A partir de então, começou a se desenhar o épico do Fluminense, que ficou com nove, após a expulsão de Lira. O time de Joel Santana não parecia ter gás suficiente para retomar a vantagem, nem mesmo com a entrada de Ézio. Até que, em um lance que parecia fortuito, nasceu o tento histórico. Uma bola vinda do Fla, de Branco para Romário, proporcionou o ataque do Flu. Até que Aílton recebesse na ponta direita, sob a marcação de Charles Guerreiro. O meia entortou o marcador, antes de chutar muito mal. Mas a bola que seguia errante pelo ar ganhou rumo a partir da barriga de Renato Gaúcho. Aos 42 do segundo tempo, os tricolores calavam a festa e o grito de campeão, que já saía da boca dos rubro-negros.
Nos minutos finais, quem passou a se impor foi a torcida tricolor, empurrando o time em um final bastante tenso. O Flu precisava segurar Romário e o desespero do Flamengo. Para isso, teve mais um jogador expulso, Lima, enquanto se entrincheirava em torno da área de Wellerson. Contudo, a façanha já estava escrita. Dez anos depois, o Fluminense voltava a conquistar o Campeonato Carioca. Renato, por fim, se coroava o Rei do Rio e ganhava a idolatria inegável de mais uma torcida.
Ao final daquele ano, o Flamengo ainda trouxe Edmundo para fazer companhia a Romário e Sávio, mas o Rap dos Bad Boys não emplacou como sucesso e o Ataque dos Sonhos viveu um pesadelo no Brasileirão de 1995, terminando na 21ª colocação de 24 participantes. Já o Fluminense estaria do lado ruim de outra epopeia: a virada do Santos de Giovanni, nas semifinais daquela campanha. A grande história daqueles times de Fla e Flu, de qualquer forma, estava escrita.

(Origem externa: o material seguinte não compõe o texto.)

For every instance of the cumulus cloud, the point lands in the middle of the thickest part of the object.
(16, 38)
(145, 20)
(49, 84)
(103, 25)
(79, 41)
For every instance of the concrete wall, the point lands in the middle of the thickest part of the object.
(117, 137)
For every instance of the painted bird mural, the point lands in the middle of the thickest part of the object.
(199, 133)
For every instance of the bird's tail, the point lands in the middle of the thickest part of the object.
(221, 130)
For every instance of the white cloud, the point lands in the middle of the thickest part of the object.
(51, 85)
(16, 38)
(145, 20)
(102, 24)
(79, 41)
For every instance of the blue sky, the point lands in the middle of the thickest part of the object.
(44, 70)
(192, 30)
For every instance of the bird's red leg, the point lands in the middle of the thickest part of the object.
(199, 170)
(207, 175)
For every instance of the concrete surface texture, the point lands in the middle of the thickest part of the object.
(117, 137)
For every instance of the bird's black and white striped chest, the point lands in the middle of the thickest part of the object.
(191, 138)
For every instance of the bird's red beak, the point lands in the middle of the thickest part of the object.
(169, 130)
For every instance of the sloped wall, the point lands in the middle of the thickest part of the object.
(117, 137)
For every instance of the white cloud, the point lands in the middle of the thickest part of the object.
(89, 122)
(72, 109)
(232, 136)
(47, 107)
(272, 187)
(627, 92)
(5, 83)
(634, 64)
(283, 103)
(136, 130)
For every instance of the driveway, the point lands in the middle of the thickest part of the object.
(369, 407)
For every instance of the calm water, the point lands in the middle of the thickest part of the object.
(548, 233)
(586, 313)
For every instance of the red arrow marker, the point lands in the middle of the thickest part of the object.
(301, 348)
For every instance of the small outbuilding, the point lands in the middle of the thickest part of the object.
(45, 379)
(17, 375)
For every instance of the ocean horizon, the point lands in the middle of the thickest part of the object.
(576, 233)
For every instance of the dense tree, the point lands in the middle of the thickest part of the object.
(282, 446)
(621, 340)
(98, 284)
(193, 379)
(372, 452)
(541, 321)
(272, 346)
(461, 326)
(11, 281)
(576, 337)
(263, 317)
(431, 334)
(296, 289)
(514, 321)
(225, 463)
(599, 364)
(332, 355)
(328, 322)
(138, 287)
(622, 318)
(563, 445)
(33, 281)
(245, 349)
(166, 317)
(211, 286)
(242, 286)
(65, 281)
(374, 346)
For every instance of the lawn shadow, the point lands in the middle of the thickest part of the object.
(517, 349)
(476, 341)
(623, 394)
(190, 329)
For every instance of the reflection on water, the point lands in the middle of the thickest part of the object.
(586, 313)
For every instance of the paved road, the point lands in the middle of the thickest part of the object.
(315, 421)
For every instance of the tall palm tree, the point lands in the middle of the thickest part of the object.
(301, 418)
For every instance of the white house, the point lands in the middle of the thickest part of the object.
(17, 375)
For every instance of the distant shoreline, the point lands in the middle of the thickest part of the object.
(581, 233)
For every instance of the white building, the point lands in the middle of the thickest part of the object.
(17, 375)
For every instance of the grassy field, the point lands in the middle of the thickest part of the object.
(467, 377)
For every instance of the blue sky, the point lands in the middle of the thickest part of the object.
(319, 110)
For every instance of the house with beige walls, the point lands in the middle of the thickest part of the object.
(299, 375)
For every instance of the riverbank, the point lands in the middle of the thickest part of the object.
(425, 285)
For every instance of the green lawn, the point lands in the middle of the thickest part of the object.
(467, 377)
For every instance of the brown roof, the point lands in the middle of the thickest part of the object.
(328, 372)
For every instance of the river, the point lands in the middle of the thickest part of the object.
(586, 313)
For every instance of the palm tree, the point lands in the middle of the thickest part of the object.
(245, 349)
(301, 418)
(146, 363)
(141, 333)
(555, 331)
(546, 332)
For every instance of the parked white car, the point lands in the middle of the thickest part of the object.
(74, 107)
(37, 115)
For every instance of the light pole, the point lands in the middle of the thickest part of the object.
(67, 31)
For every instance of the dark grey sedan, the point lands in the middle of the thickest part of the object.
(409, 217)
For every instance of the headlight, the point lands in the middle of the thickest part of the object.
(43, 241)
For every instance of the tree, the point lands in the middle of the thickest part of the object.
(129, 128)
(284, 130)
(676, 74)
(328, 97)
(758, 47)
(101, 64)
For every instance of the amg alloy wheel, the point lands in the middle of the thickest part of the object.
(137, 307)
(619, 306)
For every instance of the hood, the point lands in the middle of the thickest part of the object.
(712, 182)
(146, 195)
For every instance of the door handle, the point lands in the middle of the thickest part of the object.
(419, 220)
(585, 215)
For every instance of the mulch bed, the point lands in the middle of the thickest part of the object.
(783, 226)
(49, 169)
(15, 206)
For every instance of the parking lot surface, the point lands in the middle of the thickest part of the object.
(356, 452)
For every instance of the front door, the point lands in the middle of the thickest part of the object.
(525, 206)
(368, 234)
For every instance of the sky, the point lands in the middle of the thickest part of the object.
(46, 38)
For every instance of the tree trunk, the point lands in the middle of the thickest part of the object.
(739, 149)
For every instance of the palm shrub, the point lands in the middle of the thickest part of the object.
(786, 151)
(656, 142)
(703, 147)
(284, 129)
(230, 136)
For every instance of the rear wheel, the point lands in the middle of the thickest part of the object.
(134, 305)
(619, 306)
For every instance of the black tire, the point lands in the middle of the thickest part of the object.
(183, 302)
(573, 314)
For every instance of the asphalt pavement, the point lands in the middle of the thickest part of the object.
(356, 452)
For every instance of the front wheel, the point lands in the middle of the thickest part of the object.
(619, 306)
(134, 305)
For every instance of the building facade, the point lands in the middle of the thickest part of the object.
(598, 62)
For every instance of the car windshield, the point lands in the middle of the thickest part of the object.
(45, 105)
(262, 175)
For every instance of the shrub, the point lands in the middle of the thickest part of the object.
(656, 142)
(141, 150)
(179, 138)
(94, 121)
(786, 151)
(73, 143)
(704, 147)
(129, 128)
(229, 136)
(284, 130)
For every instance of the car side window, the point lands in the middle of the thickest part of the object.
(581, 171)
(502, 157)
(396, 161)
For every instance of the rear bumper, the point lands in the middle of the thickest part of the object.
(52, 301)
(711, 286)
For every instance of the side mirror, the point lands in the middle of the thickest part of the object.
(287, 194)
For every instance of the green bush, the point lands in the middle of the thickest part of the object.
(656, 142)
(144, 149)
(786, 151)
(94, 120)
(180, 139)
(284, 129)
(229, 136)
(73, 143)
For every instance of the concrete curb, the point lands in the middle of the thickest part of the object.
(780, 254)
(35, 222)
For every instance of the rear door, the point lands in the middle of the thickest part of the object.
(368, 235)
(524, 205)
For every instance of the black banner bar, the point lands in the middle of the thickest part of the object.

E continuará sendo relembrada por muito tempo, pelo gol de barriga, e também pela grandiosidade daquele jogaço.
Abaixo, confira o relato do Canal 100 sobre aquele jogo (além da crônica de Pedro Bial sobre a vitóra do Flu):
Ficha técnica
Fluminense 3×2 Flamengo
Maracanã, Rio de Janeiro (112,3 mil pagantes, 120,4 mil presentes)Gols: Renato Gaúcho, aos 30; e Leonardo, aos 42 do primeiro tempo; Romário, aos 26; Fabinho, aos 32; e Renato Gaúcho, aos 42 do segundo tempo
Expulsões: Sorlei, Lira e Lima; MarquinhosFluminense: Wellerson, Ronald, Lima, Sorlei e Lira; Márcio Costa, Aílton, Djair e Rogerinho (Ézio); Renato Gaúcho e Leonardo (Cadu). Técnico: Joel Santana.
Flamengo: Roger, Marcos Adriano (Rodrigo), Gelson, Jorge Luís e Branco; Charles, Fabinho, Marquinhos e William (Mazinho Oliveira); Romário e Sávio. Técnico: Vanderlei Luxemburgo.